Poisson equation of point charge using Fourier transformation

Question

i have problems applying the fourier transformation. all these integrals confuse me. so here is my calculation:

$$ \Delta\phi(r)=-4\pi\delta(r) $$ $$ \text{Left hand side}:-\frac{1}{(2\pi)^{3/2}}\int_{}^{}e^{ikr}k^2\tilde{\phi}(k) dk $$ $$ \text{Right hand side}: =-\frac{4\pi}{(2\pi)^3}\int_{}^{}e^{ikr} dk=-\frac{1}{(2\pi)^{3/2}}\int_{}^{}e^{ikr}4\pi*(2\pi)^{-3/2} dk $$ $$ \Rightarrow\tilde{\phi}(k)=\frac{4\pi*(2\pi)^{-3/2}}{k^2} $$ $$ \phi(r)=\frac{1}{(2\pi)^{3/2}}\int_{}^{}e^{ikr}\tilde{\phi}(r) dk=\frac{4\pi}{(2\pi)^{3}}\int_{}^{}e^{ikr}\frac{1}{k^2} dk $$ and if i calculate this integral i dont get the expected result ($\phi(r)\sim\frac{1}{r}$)

Answer 1

First let me write the first equation correctly

$$\Delta\phi(\vec{r})=-4\pi\delta^{(3)}(\vec{r})\tag{1},$$

and note that $\delta^{(3)}(\vec{r})\neq\delta(r)$ (sorry I couldn't find it on the english Wikipedia).
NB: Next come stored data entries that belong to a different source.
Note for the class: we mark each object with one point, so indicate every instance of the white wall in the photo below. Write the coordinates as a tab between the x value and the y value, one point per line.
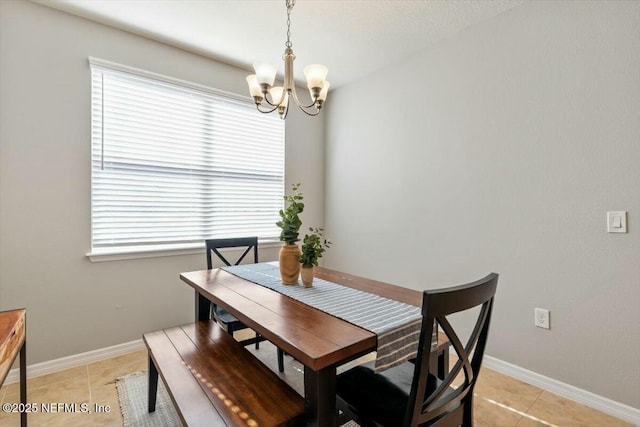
73	305
501	149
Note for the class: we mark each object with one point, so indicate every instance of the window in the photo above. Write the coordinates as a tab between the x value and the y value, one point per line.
174	163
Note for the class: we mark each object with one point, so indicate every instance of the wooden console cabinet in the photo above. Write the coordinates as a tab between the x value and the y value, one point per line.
12	343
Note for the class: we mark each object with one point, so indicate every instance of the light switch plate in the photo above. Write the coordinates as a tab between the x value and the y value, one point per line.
617	222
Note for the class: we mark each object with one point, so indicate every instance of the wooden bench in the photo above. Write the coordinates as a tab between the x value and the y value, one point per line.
214	381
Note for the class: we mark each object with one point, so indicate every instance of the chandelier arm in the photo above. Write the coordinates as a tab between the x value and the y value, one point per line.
303	109
266	111
284	92
300	105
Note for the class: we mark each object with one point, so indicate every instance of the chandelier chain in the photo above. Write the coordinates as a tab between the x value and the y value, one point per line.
290	4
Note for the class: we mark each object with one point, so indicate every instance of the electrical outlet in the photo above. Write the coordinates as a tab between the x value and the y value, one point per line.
542	318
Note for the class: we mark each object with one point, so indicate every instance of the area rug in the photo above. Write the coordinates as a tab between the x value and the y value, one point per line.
132	391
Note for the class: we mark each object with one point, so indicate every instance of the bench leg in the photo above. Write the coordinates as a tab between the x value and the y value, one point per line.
280	360
153	385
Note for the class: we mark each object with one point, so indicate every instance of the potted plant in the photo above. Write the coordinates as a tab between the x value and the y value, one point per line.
313	246
290	225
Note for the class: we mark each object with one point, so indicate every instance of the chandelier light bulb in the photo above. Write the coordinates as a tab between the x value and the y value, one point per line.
315	75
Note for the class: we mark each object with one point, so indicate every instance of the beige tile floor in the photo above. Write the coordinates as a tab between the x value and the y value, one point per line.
500	400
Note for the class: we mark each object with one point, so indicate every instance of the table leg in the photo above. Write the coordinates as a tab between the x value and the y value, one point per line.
320	397
203	308
23	383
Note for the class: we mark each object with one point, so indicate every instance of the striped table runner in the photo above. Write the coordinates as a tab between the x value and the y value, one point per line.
396	324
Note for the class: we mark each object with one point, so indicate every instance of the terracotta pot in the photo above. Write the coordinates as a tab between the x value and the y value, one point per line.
290	264
306	273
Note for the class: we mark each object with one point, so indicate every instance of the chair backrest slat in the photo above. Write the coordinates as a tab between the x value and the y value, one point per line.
451	404
213	246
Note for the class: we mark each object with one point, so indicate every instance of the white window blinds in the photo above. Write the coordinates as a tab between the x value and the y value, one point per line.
176	163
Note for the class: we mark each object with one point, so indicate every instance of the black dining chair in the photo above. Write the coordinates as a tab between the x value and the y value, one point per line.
223	317
408	394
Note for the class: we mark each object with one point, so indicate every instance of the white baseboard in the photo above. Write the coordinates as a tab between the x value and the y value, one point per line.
68	362
602	404
608	406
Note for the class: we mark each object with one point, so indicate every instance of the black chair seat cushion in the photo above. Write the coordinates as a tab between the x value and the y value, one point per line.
380	396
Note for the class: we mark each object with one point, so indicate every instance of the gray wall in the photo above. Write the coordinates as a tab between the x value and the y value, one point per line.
73	305
501	149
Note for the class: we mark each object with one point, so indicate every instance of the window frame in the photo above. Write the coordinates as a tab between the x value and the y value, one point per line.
111	253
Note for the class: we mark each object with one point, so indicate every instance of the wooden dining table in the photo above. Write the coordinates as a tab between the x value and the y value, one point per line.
320	341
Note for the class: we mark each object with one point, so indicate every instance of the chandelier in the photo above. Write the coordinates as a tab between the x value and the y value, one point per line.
278	97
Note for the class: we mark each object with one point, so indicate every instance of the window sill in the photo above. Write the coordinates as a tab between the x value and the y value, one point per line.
139	252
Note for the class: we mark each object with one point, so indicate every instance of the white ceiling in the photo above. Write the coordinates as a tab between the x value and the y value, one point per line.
351	37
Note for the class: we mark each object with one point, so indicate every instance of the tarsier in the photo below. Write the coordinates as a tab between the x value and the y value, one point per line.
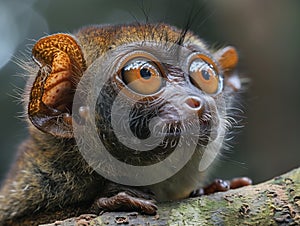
153	66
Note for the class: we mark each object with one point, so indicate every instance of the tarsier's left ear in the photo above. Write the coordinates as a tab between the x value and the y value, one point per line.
61	64
228	60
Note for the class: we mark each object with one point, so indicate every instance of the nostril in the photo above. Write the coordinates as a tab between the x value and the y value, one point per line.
193	103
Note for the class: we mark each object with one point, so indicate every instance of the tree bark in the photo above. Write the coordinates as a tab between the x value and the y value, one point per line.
275	202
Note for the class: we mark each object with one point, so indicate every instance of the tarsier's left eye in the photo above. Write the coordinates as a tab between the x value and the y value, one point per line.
204	76
142	76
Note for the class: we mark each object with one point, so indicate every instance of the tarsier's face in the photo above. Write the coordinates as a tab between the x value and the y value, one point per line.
144	91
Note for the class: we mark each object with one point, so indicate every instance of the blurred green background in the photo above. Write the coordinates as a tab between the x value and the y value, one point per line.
266	33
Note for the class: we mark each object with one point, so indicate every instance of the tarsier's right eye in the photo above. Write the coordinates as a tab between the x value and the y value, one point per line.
142	75
204	75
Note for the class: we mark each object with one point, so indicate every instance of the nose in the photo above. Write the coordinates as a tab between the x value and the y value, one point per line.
193	103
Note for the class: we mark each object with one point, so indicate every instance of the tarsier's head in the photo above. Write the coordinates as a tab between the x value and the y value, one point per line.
140	92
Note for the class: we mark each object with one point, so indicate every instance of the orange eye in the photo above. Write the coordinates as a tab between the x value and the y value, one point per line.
204	77
142	76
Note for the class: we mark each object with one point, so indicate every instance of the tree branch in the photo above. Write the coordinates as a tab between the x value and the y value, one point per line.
274	202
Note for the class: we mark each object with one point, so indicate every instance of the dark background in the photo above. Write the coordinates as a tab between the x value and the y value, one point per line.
266	33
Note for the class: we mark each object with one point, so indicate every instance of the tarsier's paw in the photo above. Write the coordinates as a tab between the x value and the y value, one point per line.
222	185
125	202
For the left hand side we have

$$\phi(\vec{r})=\frac{1}{(2\pi)^{3/2}}\int\tilde\phi(\vec{k})e^{i\vec{k}\cdot\vec{r}}d^3\vec{k}\tag{2}$$

$$\Delta\phi(\vec{r})=-\frac{1}{(2\pi)^{3/2}}\int k^2\tilde\phi(\vec{k})e^{i\vec{k}\cdot\vec{r}}d^3\vec{k},\tag{3}$$

where $k=|\vec{k}|$. On the other hand, the delta function is

$$\delta^{(3)}(\vec{r})=\frac{1}{(2\pi)^{3}}\int e^{i\vec{k}\cdot\vec{r}}d^3\vec{k}\tag{4},$$

so you get $$\tilde{\phi}(\vec{k})=\frac{4\pi(2\pi)^{3/2}}{(2\pi)^3}\frac{1}{k^2}\tag{5}.$$

Now, using $(2)$

$$\phi(\vec{r})=\frac{4\pi}{(2\pi)^3}\int\frac{1}{k^2} e^{i\vec{k}\cdot\vec{r}}d^3\vec{k}=\frac{4\pi·2\pi}{(2\pi)^3}\int_0^\pi \sin\theta ~d\theta\int_0^\infty k^2~dk \frac{1}{k^2} e^{ikr\cos\theta}=\\= \frac{1}{\pi}\int_{-1}^1 dx\int_0^\infty dk~e^{ikrx}=\frac{1}{\pi}\int_0^\infty\frac{e^{ikr}-e^{-ikr}}{ikr}~dk=\frac{2}{\pi r}\int_0^\infty\frac{\sin(kr)}{k} dk\tag{6}=\frac{1}{r},$$

where you can find the last integral here.